This contradiction Tchaikovsky built into his world is another craft lesson to be learned from Alien Clay, because it creates multiple levels of conflict to drive the plot forward. The top-level plot is the story of Professor Arton Daghdev, a recent arrival sentenced to Kiln's labor camp. He, like most of the laborers on Kiln, was sent there because he violated the Mandate's World Order, and they don't give up on their resistance just because they've been sentenced to live out their lives on a planet that seems to be actively trying to kill them. The prisoners' ongoing attempts at revolution is one level of conflict. The Mandate employees they're fighting against don't have things much easier, though. The scientists are desperate to present the reality of Kiln in a way the Mandate will accept, and that won't just end up with them shifted down to the labor camps themselves because of heresy.

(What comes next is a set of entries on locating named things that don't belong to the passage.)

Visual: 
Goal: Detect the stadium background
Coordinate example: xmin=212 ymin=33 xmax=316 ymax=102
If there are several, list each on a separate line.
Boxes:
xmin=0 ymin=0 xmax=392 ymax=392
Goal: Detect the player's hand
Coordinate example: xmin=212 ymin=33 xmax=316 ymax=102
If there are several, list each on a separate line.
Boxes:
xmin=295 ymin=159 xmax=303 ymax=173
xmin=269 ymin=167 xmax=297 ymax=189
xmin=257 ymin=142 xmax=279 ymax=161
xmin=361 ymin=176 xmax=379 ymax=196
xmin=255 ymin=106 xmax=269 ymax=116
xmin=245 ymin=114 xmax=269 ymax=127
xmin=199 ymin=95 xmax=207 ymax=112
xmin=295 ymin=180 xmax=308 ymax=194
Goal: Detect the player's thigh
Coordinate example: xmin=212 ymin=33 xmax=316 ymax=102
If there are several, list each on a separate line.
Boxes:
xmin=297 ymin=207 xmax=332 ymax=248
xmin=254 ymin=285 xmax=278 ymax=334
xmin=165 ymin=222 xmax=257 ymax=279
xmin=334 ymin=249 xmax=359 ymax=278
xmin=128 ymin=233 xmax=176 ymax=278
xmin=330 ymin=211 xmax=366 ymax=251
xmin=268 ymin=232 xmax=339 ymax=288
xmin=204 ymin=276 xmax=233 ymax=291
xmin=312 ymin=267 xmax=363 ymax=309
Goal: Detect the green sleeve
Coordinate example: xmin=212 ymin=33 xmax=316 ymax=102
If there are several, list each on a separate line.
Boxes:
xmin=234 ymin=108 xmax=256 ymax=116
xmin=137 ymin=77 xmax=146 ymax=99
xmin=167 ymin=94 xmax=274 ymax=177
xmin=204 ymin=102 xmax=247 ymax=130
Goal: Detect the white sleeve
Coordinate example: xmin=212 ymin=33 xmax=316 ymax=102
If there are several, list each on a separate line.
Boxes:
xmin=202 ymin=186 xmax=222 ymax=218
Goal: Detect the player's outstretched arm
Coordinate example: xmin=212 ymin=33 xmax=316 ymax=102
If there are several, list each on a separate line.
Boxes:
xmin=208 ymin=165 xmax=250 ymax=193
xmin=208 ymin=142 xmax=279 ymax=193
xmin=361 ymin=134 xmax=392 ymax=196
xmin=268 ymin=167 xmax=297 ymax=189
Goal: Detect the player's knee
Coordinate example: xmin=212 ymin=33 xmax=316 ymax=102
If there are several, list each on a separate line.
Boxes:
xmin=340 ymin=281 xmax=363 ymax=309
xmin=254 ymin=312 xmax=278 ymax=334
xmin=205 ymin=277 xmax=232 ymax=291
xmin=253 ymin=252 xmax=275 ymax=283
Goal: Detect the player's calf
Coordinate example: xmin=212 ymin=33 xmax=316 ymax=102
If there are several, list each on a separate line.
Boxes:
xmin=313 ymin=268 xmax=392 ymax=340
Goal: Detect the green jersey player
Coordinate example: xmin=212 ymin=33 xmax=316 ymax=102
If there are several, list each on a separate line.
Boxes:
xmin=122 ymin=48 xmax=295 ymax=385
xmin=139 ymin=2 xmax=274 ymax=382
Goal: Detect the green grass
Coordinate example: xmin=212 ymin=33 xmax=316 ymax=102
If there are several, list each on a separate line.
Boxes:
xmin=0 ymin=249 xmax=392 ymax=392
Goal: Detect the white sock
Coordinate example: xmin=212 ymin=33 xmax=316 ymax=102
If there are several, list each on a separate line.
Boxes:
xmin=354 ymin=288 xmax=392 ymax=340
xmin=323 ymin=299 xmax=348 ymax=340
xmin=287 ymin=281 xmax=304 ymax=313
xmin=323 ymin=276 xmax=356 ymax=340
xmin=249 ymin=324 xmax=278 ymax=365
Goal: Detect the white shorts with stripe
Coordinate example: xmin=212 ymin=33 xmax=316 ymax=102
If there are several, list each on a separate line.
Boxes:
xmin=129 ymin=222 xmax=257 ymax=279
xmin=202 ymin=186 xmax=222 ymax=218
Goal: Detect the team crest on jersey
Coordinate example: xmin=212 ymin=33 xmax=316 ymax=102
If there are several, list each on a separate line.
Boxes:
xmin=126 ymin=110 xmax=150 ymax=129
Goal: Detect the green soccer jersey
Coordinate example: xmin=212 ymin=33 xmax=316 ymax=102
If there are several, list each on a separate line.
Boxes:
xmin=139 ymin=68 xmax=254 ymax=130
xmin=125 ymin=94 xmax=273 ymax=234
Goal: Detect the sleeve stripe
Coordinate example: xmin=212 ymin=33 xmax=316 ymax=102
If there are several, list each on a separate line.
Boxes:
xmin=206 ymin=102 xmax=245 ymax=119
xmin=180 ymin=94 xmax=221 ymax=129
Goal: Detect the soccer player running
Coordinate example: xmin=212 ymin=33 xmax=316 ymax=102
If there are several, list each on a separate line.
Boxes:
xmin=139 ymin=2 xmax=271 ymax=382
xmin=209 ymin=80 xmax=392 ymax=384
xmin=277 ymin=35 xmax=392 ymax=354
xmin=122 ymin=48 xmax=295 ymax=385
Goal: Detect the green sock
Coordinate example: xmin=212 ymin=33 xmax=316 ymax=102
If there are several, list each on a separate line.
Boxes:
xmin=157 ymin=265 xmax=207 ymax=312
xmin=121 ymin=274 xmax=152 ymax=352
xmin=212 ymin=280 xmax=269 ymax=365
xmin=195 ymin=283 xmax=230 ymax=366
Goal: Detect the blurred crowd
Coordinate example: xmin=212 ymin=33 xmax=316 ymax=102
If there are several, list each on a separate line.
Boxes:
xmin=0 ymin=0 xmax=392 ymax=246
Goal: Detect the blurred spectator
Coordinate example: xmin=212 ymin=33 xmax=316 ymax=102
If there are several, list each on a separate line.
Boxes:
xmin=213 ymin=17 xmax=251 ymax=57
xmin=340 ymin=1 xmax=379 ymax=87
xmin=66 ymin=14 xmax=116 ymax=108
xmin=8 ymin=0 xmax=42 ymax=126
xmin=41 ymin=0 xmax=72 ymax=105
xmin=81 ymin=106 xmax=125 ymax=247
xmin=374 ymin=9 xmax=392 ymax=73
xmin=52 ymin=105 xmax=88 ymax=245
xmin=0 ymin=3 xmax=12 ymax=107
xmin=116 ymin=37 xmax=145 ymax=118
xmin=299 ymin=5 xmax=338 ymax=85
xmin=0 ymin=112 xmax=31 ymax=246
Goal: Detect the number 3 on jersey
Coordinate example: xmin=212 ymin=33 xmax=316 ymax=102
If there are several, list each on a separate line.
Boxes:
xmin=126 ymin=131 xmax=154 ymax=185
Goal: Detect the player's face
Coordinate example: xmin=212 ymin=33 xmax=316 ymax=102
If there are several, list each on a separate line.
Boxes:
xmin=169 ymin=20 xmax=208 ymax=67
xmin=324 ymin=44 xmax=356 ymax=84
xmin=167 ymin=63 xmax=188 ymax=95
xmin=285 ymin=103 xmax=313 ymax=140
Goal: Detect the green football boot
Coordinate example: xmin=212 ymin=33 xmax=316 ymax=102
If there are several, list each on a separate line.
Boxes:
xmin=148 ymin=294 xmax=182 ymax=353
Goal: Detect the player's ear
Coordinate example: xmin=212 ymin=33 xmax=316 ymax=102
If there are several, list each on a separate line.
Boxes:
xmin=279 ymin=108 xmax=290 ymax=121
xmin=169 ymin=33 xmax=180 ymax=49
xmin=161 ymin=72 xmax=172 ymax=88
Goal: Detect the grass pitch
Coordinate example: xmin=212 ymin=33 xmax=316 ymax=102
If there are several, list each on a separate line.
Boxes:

None of the species they see on Kiln currently seem like a Mandate-approved candidate for who built the ruins they keep finding, and that mystery adds another layer of tension. 

There were a lot of things I enjoyed about Alien Clay, but what sucked me into it at first was the voice. It uses another kind of productive contradiction. Arton Daghdev is a learned academic, but the story is told in a very casual tone, one that more embodies the spirit of his other identity as a member of the resistance. The snarkiness and dark humor make it very fun to read. The story takes a unique approach to narrative time, too, told mostly in the present tense but with occasional dips into the future, and with some non-chronological moments that are used very well to control the flow of information and create mini cliffhangers.

In a way, Alien Clay is like the creatures of Kiln. It takes pieces of familiar things and combines them together into something I've never seen before, something greater than just the sum of its parts and difficult to classify using the typical labels. Overall, I strongly recommend it for anyone who enjoys or writes invented world sci-fi or resistance literature, because it does both exceptionally well.